The generation now retiring from newsrooms can remember the days when a university degree was not required to become a reporter and thrive in journalism.

They remember typewriters and telecopiers and page composition that relied on X-Acto knives and tubs of wax.

In the old days, newcomers to newsrooms learned by doing. It usually meant having a gruff old-timer show you the ropes. If there was any formal training, it revolved around shorthand techniques, text improvement, or photography.

Today, that won’t do. New jobs and new responsibilities have emerged as people consume news in new ways. With the explosion of digital and data, editorial staff are often overwhelmed by the changes to how stories need to be told.

Many journalists are eager to use new digital tools and platforms in everyday storytelling. However, they need new technical skills and should know how to incorporate audience data into their thinking. They need a new language to talk to a digital audience. And they have to learn how to manage an increasing workload and deal with the huge shifts digital brings to newsroom culture.

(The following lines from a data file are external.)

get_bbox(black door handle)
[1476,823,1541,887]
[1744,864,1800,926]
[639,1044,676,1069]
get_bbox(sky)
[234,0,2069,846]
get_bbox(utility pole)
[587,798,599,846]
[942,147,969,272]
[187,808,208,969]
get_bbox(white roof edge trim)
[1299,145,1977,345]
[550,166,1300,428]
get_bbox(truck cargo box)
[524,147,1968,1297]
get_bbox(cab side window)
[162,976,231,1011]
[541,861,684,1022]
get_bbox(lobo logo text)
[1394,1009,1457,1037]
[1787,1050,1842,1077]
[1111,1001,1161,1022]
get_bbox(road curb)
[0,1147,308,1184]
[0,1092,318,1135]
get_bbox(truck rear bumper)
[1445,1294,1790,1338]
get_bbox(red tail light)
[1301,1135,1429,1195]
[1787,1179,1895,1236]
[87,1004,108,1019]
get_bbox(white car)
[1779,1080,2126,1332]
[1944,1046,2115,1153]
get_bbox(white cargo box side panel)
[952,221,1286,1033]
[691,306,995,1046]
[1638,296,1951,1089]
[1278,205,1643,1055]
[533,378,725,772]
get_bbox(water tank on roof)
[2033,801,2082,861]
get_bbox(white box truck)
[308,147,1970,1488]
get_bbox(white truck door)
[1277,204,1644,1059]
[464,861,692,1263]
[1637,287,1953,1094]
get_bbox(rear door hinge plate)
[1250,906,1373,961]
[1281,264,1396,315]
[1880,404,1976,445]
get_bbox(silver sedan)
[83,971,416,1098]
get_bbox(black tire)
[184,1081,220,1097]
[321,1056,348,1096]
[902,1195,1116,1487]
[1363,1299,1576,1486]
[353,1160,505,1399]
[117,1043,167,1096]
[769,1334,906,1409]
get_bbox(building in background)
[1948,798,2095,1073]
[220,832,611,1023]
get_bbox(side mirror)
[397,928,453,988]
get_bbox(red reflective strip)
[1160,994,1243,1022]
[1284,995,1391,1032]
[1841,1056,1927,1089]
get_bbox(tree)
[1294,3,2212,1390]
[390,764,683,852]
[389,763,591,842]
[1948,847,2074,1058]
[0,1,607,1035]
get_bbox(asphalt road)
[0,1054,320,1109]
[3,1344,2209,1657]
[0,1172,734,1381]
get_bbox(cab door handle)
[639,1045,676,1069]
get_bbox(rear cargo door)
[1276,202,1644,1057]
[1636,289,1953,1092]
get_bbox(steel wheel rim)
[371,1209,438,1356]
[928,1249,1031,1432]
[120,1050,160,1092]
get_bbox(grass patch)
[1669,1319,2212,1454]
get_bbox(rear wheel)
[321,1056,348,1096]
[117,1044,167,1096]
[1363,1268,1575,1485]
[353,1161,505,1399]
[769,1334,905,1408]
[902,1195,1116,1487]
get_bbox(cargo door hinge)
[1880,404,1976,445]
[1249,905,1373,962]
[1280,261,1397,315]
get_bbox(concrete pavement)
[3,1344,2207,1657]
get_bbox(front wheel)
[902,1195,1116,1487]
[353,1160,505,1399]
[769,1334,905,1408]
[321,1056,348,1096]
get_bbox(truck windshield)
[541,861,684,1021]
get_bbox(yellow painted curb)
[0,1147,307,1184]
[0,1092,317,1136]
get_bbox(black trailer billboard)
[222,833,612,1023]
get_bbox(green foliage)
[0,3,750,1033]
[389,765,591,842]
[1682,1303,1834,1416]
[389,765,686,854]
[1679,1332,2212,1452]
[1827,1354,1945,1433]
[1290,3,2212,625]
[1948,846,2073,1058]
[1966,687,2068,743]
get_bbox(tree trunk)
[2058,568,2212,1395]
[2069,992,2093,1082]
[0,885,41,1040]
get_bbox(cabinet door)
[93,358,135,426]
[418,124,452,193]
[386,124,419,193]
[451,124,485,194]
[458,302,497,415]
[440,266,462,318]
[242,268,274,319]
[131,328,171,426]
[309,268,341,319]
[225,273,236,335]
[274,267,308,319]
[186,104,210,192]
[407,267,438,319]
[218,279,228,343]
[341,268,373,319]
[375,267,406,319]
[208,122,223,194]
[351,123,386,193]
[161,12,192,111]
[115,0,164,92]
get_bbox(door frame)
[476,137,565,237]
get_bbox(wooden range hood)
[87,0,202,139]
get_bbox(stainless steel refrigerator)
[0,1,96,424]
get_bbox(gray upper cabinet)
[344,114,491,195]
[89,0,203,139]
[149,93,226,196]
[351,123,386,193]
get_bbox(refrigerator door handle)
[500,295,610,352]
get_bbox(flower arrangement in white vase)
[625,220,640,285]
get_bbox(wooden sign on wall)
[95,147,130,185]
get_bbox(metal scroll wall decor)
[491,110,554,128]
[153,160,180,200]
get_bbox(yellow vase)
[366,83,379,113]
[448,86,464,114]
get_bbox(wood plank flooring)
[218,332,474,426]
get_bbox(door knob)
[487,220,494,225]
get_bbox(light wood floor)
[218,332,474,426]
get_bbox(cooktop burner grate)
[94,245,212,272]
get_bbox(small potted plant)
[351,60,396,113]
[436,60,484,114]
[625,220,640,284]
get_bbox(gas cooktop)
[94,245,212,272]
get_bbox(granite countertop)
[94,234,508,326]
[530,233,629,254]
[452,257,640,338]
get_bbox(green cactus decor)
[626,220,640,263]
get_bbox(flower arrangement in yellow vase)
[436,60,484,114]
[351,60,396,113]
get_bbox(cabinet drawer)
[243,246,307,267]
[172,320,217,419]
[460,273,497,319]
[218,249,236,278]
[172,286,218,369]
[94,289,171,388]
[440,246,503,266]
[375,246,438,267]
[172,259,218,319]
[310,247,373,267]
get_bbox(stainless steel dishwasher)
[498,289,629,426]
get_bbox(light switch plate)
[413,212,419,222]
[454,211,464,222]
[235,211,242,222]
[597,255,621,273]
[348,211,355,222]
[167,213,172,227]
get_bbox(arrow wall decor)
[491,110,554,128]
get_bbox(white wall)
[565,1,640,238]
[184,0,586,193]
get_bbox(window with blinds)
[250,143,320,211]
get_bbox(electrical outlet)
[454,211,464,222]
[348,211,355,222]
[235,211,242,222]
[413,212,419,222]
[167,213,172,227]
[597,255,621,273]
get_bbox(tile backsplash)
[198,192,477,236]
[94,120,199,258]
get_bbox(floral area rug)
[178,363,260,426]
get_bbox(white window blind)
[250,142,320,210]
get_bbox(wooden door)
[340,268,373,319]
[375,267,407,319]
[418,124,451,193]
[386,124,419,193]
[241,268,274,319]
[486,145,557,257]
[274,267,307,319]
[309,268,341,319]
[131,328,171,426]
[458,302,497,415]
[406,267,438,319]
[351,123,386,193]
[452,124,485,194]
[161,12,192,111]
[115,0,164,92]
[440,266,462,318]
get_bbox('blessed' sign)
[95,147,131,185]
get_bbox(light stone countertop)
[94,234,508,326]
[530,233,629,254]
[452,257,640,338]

That takes training and coaching, and the requirements are daunting but essential. Here are six critical areas worth thinking about when developing a training programme for a transforming newsroom:

1. Audience and market knowledge.

The news media audience has transformed from predictable, single-platform readers into empowered, digitally savvy players who expect to have a dialogue with their news sources. Demographic habits are changing, yet traditional media house demographic data is out of date and inconsistent with the modern picture.

If they had access to data, newsrooms have typically relied on simple demographic data — figures defining audience by age or socio-economic background. These things, though important, don’t say anything about the human beings behind the data: their values, interests, what kind of content interests them, how they use media, what drives them, what do they aspire to, and more.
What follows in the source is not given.